2/10
What Waits Below
4 September 2022
Warning: Spoilers
Also known as Secrets of the Phantom Caverns, this Sandy Howard-produced movie was made in a former limestone quarry and in natural caves, including Cathedral Caverns in Alabama and Cumberland Caverns and Fall Creek Falls in Tennessee.

According to the August 23, 1983 edition of the Miami Herald, carbon monoxide produced by the generators used to power the lights and filmmaking equipment built up in the Cathedral Caverns location and sent at least 17 people, including director Don Sharp (Psychomania) to the hospital.

Or maybe it was more, as star Lisa Blount (Prince of Darkness) remembered in an interview with Imagi Movies, "All the extras, as the Lemurians, were out in front of me, and I watched all these people just start silently falling over, fainting, as this wave of carbon monoxide came at them. All hell broke loose. We had little golf carts for transportation, and it was an immediate emergency situation of getting out, but these carts didn't go that fast.
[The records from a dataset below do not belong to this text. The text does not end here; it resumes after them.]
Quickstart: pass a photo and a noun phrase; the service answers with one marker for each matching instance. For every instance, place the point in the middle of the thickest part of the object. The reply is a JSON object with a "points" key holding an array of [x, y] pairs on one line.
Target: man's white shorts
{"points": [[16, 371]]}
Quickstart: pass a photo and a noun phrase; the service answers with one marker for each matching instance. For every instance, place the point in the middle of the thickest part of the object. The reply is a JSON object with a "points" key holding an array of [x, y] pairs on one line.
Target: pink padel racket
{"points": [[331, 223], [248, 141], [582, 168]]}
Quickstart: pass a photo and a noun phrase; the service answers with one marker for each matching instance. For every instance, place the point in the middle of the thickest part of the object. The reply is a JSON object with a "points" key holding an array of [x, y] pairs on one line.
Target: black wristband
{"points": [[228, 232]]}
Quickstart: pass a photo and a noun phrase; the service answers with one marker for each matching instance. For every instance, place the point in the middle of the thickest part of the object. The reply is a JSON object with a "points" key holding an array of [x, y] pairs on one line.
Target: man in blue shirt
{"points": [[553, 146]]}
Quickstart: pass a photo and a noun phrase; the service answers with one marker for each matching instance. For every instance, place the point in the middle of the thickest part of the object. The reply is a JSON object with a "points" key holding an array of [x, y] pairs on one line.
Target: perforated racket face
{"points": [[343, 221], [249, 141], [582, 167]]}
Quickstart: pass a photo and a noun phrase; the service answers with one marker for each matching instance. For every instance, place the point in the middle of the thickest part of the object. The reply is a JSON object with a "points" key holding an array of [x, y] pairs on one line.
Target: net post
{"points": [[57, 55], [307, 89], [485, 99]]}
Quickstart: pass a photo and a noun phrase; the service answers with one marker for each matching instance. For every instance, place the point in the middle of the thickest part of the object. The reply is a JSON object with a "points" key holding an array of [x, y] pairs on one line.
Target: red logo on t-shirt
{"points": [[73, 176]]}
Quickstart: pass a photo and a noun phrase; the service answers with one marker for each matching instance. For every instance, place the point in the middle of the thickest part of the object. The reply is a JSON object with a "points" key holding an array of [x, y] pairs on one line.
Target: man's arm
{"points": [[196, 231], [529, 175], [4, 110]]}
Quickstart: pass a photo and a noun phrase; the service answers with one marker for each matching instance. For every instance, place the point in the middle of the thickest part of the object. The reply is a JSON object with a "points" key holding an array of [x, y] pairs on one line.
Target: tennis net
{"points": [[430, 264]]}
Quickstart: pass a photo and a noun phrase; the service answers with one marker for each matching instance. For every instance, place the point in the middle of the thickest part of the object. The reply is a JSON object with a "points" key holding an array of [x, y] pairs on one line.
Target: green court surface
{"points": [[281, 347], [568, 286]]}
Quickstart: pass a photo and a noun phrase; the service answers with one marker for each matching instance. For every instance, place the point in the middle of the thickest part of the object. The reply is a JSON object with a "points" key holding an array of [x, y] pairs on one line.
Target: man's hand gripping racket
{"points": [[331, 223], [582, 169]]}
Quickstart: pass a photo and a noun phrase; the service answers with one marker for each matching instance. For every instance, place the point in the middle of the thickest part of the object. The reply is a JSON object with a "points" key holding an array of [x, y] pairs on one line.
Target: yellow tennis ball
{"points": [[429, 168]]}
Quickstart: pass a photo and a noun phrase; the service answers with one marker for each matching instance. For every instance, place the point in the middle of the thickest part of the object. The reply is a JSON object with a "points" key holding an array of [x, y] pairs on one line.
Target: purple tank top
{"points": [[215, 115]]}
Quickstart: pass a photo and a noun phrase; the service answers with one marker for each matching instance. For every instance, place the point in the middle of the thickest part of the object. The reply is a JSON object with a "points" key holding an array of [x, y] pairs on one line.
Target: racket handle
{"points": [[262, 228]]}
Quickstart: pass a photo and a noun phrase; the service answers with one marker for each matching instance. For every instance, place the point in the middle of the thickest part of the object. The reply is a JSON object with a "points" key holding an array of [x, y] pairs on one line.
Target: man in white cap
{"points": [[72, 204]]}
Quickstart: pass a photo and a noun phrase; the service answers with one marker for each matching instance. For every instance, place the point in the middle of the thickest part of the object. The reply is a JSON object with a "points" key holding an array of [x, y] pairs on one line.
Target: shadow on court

We had very sick people, and it was a matter of determining who got in the first car out - youngest ones first. It was just total chaos. There were sixty people who went to the hospital."

That may have been more exciting than this movie, in which a military communication device used to alert submarines ends up losing its signal in a cave in Central America. The military sends Major Elbert Stevens (Timothy Bottoms) and scientist Leslie Peterson (Blount) to learn what happened. That's when things go all Shaver mystery and Lemurians - albino cave people show up. But are they heroes or villains? Are we the heroes or villains? And hey - Richard Johnson (Zombi 2) shows up!

Based on a story by Freddie Francis, the script was written by Robert Vincent O'Neil (the same guy who made the Angel movies!) and Christy Marx (the same woman who created JEM and the Holograms!). The tagline for this movie was "Underground, no one can hear you die." Alien this is not.

This looks like a TV movie in the best of ways and I kind of love it for how completely stupid it is. I mean, the military supercomputer is a Commodore 64 with the logo taped over. If that makes you want to watch this, you are my kind of person.